Eutelsat was singled out. That company's proposal of equal value being assigned to all satellite capacity touching CONUS would give "extraordinary compensation for the satellite companies that have the least amount of work to do," CBA said. The group said Eutelsat's approach to treat equally the supposed lost revenue opportunities of an operator with a coverage footprint of part of one state vs. an operator covering much of CONUS "virtually ensures" there would be litigation. Eutelsat didn't comment.

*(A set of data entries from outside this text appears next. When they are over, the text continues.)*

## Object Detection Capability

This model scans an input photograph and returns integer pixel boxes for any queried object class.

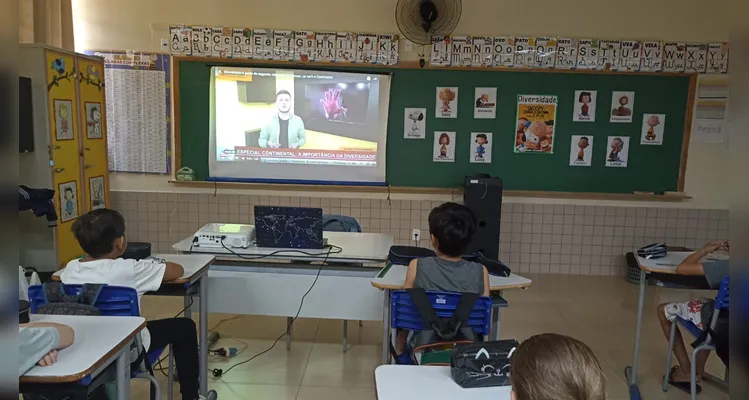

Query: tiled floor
[134,274,728,400]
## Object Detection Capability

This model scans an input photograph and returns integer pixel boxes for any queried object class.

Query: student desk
[375,365,511,400]
[371,263,532,364]
[173,231,393,351]
[53,253,215,397]
[20,314,146,400]
[625,251,691,398]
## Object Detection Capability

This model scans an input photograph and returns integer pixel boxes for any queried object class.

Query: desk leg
[491,306,501,341]
[286,317,293,351]
[628,271,647,386]
[115,343,132,400]
[184,295,192,321]
[381,289,391,365]
[342,320,348,353]
[199,278,208,396]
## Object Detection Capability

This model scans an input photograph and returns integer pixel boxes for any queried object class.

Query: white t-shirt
[60,258,166,350]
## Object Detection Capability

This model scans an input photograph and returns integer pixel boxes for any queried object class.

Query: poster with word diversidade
[569,135,593,167]
[556,38,578,69]
[436,87,458,118]
[640,41,663,72]
[514,94,557,154]
[474,87,497,119]
[573,90,597,122]
[493,37,515,67]
[685,43,708,73]
[610,91,635,123]
[294,31,315,61]
[707,42,729,73]
[640,114,666,145]
[404,108,426,139]
[605,136,629,167]
[433,131,456,162]
[662,42,686,72]
[470,132,493,163]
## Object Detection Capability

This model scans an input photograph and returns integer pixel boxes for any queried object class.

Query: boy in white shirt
[61,208,211,400]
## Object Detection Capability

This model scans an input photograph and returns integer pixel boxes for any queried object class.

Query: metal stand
[381,289,391,364]
[624,269,648,399]
[115,344,132,400]
[343,320,348,353]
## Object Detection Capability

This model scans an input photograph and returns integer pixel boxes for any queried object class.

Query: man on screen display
[258,90,306,149]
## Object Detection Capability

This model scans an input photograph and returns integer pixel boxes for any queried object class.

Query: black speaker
[463,176,503,260]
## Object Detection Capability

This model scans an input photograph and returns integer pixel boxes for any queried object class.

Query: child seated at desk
[657,240,729,392]
[60,209,209,400]
[395,202,490,358]
[19,322,74,376]
[511,333,607,400]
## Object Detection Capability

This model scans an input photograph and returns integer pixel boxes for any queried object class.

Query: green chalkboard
[176,59,692,194]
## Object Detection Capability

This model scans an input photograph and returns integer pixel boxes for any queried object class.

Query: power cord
[209,244,337,378]
[218,238,342,260]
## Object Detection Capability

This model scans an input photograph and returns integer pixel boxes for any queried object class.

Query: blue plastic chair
[390,290,493,336]
[663,276,729,400]
[28,284,171,400]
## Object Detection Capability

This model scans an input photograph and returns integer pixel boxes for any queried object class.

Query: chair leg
[342,320,348,353]
[663,321,677,392]
[358,320,363,327]
[690,347,702,400]
[167,345,174,400]
[135,373,161,400]
[286,317,293,351]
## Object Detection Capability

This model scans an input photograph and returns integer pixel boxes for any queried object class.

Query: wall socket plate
[412,229,421,240]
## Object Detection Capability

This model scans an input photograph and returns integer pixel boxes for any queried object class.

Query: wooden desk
[375,365,511,400]
[20,315,145,400]
[371,263,532,364]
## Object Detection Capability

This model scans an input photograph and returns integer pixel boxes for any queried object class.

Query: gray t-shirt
[413,256,485,294]
[19,327,60,377]
[703,259,729,289]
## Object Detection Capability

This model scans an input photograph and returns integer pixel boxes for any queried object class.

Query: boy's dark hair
[71,208,126,258]
[428,202,476,257]
[276,89,291,98]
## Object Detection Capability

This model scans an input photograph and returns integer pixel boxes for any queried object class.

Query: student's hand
[38,350,58,367]
[702,240,725,253]
[289,143,298,149]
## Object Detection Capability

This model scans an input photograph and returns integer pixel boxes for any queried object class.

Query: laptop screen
[253,206,324,249]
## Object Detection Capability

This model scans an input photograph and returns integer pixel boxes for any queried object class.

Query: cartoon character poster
[436,87,458,118]
[54,99,74,140]
[605,136,629,167]
[85,102,103,139]
[58,181,79,222]
[89,176,106,210]
[640,113,666,145]
[433,131,456,162]
[569,135,593,166]
[404,107,426,139]
[474,87,497,119]
[470,132,493,163]
[610,91,635,123]
[514,94,557,154]
[573,90,596,122]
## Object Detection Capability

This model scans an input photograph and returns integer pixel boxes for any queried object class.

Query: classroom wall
[71,0,734,275]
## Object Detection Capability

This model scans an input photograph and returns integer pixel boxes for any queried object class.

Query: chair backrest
[715,276,729,310]
[28,284,140,316]
[390,290,493,336]
[322,214,362,233]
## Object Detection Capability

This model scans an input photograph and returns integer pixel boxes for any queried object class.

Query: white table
[20,315,146,400]
[625,251,687,398]
[174,231,394,352]
[375,365,511,400]
[53,254,215,397]
[371,263,532,364]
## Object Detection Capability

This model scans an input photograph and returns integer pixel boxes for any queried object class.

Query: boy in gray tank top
[395,202,490,357]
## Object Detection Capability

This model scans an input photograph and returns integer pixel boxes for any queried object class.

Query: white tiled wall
[111,192,729,277]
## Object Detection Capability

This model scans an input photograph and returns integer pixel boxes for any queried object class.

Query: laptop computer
[253,206,325,249]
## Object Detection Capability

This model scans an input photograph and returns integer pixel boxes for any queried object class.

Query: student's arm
[482,266,491,297]
[21,323,74,349]
[403,259,418,289]
[162,262,185,282]
[676,240,725,275]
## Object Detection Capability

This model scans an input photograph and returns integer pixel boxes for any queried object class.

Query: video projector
[194,223,255,248]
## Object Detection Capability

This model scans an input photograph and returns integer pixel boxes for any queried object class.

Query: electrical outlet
[412,229,421,241]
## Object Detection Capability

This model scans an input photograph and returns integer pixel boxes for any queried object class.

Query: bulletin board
[174,57,695,195]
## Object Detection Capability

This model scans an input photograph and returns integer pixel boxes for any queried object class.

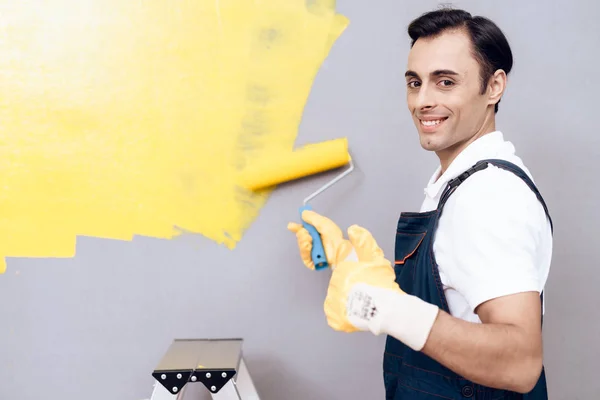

The C-band clearing and repack for AT&T's WarnerMedia means reducing satellite transponder use, eliminating its current C-band distribution of standard definition video and implementing high-efficiency video coding throughout its content distribution chain, AT&T said. That means deploying conversion equipment to convert high definition video to SD and preserving the availability of an SD video stream at headends where SD feeds are being used, it said. The FCC needs to appoint a transition administrator to coordinate all the activities, and to adopt rules on what expenditures are eligible for compensation and to implement a process for payment of reimbursements and adjudicating disputed claims, the telco said. It should confirm that preparatory expenditures done before a C-band auction are reimbursable if the expenses are otherwise qualifying, the carrier said. It suggested enforceable progress milestones linked to financial incentives on the transition administrator.

A successful switchout of satellite for wireless depends on making incentives for incumbent satellite operators sufficient to ensure they take part in the transition, NAB, Discovery, Disney, Fox, Univision and ViacomCBS told an aide to FCC Chairman Ajit Pai. "A successful transition will rely on specific commitments the satellite operators have made in this proceeding and in direct negotiations with customers, including loading commitments, the launch of new satellites, and reimbursement of all costs."

Mandatory incentive payments required of new licensees would be "a dangerous and regressive precedent" of incumbents resisting band sharing or reorganization, New America's Open Technology Institute said. FCC Chairman Ajit Pai made a "very welcome decision to propose a public auction" that "allays" some OTI concerns, the group said. "If the CBA is able to extort payments based on the future value of reallocated spectrum they are not using -- and never paid for -- every incumbent of an underutilized or outmoded band will use that precedent to fiercely resist band reorganization or sharing."

The incumbent satellite operators should have a "central role" in the band clearing, with "appropriate incentives and penalties for [them] to keep this clearing process on track," Verizon said. It said the agency should set specific milestones for clearing, such as 100 MHz cleared in six months in specific partial economic areas, with reductions in satellite operators' incentive payments for lateness. Verizon said the satellite operators should manage the spectrum clearing and repacking, while a transition facilitator oversees payments.